"The Right, The Unions, and Campaign Finance"
Ezra Klein wonders why conservatives upset about the disproportionate political influence of labor unions don’t support the kind of measures that might reduce the influence of labor and business alike:
The income of many corporations — Boeing is a good example — depend on government contracts. Tax policy is also important when it comes to setting take-home pay. Then there are rules, regulations, bailouts, backstops, and all the other ways that the government helps structure and shape the economy. And “through gigantic campaign contributions and overall clout,” corporations “have enormous influence over who gets to bargain with them.” And in the aggregate, of course, the business community spends much more than the unions — in 2010, business groups spent $1.3 billion, while unions spent $93 million.
Given that disparity, it’s not at all clear to me why I should worry more about the money unions spend on elections than the money corporations spend on elections. But more to the point, I’d like to reduce both: The AFL-CIO and the Chamber of Commerce and the Republican Party joined forces against the DISCLOSE Act. But the DISCLOSE Act was a good bill! And the Fair Elections Now Act is a better one. It’s curious that the alarm conservatives feel when they look at the nexus of moneyed interests and government power doesn’t translate into support for the sort of laws that might weaken that link.

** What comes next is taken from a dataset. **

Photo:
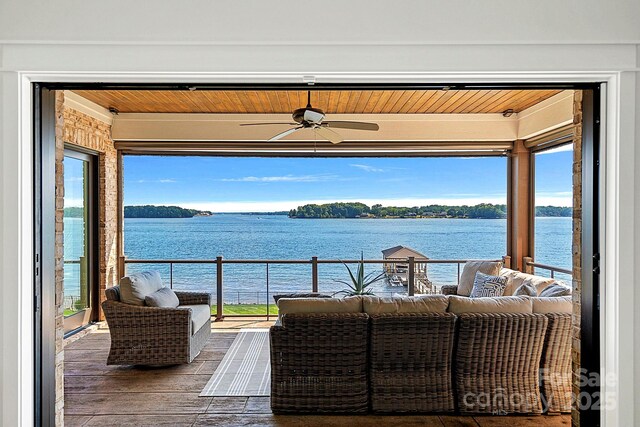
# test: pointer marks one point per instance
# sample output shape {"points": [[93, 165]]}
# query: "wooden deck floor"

One could speculate on the motives, but to me this seems like a sub-set of one of my big grievances with conservatives and libertarians. I find that right-of-center people are very good at noting ways in which the political process is at times pathological. The technical term for noting the existence of problems in the political system while also having absolutely nothing constructive to say about how to improve things. There’s even entire divergent disciplines such that complaining that the political process is unfair while also having right-of-center political opinions is called “public choice economics.” The usual response to these complaints is something like liberals are upset at how the rich and powerful have disproportionate political influence, but that’s why some of us think the government should be as small as possible. The problem here is that you need to apply a “public choice” analysis analysis to that idea. If there’s a state, and if the rich and powerful have massively disproportionate influence over what the state does, then the state will tend to advance the interests of the rich and the powerful. There’s no substitute for a well-functioning political system.